— Не говори так… я — ничто, ты — все! Но скажи мне, Олави, все ли люди так счастливы, как мы?

— Нет.

— Почему? Они не умеют?

— Нет, они боятся быть счастливыми. Люди безумны. В те дни, когда их манят любовь и юность, они не расстаются с катехизисом и псалмами. А когда они становятся старыми и кровь у них в жилах холодеет, они, как нищие, оглядываются на свою попусту истраченную молодость и, сознавая, что не могут ее вернуть, навязывают нам катехизис и псалмы.

— Правда?

— Правда. Человек счастлив только в молодости, пока кровь в его жилах бежит как ртуть. Прав тот, кто не боится взять свою долю жизни сполна, кто бесстрашно несется по порогам, пересекает стремнины, кому пена брызжет в лицо.

— А я тоже такая, Олави? Скажи — такая?

— Такая, именно потому ты так хороша и пленительна.
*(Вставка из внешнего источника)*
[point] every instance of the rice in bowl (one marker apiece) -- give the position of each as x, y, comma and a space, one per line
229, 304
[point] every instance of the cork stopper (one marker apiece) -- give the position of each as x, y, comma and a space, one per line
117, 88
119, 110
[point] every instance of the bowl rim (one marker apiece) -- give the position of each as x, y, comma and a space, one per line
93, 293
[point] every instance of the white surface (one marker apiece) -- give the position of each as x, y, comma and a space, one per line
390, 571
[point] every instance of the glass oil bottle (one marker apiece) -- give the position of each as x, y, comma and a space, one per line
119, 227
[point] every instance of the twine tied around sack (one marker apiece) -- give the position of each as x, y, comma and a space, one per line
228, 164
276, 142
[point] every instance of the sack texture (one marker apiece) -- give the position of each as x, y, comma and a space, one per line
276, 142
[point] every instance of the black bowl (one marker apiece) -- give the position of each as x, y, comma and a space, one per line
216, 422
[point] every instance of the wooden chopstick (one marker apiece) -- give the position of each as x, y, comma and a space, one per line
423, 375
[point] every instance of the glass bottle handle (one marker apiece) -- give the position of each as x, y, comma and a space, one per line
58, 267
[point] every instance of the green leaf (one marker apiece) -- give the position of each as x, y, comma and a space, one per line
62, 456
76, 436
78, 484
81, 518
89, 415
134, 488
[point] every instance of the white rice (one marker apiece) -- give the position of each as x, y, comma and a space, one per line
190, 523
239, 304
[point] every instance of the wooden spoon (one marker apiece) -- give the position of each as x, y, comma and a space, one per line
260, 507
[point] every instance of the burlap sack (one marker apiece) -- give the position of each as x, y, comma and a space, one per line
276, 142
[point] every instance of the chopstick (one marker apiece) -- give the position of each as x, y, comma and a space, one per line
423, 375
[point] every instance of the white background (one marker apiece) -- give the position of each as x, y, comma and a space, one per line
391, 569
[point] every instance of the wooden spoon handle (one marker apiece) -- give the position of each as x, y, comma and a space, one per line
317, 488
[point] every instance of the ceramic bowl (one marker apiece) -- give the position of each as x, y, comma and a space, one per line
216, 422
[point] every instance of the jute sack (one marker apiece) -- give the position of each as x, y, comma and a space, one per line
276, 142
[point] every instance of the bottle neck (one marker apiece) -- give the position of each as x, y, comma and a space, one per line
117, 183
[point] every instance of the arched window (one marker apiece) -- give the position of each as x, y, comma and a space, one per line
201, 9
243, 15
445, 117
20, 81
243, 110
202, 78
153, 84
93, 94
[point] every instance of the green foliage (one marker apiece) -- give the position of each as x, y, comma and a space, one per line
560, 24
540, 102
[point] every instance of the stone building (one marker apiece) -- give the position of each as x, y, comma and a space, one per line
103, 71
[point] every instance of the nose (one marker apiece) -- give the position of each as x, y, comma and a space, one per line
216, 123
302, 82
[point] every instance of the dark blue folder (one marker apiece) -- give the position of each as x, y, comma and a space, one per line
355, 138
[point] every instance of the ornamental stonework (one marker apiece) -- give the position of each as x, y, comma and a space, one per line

Человек прекрасен, когда отдается другому до конца, ни о чем не спрашивает, не ждет ничего в ответ, не думает о возмездии, когда он душой и телом погружается в источник жизни.

— Ты прав, Олави! И знаешь что? — горячо проговорила девушка, но голос ее дрогнул.

— Что?

Не в силах сказать больше ни слова, девушка залилась слезами и спрятала лицо у него на груди, всхлипывая так, что все ее тело содрогалось.

— Что? О чем ты плачешь, моя Черемуха? Девушка продолжала плакать.

— Я и сама не знаю… потому, что я не могу дать тебе столько, сколько хотела бы.

— Но ведь ты дала мне больше, чем я осмеливался желать.

— Это меньше того, что я хотела бы. Почему ты не требуешь от меня большего? Вели мне умереть, и я брошусь в огонь! Или задуши меня…

До этой минуты Олави казалось, что он сидит у огня, наслаждаясь его теплом, что счастье пронизывает его. И вдруг он почувствовал ожог.

— Разве можно так говорить? — испугался он. — Это же безумие!

— Да, безумие, но если бы ты знал, как я люблю тебя! Одно только твое слово — и я брошу дом, отца и мать и, как нищая, пойду за тобой из деревни в деревню.

— И не постыдишься людей?

— Постыжусь?.. Что мне до людей? Разве они знают что-нибудь о любви?

— Черемуха! — сказал Олави укоризненно, поднял лицо девушки и посмотрел ей в глаза. — Разве это было бы хорошо?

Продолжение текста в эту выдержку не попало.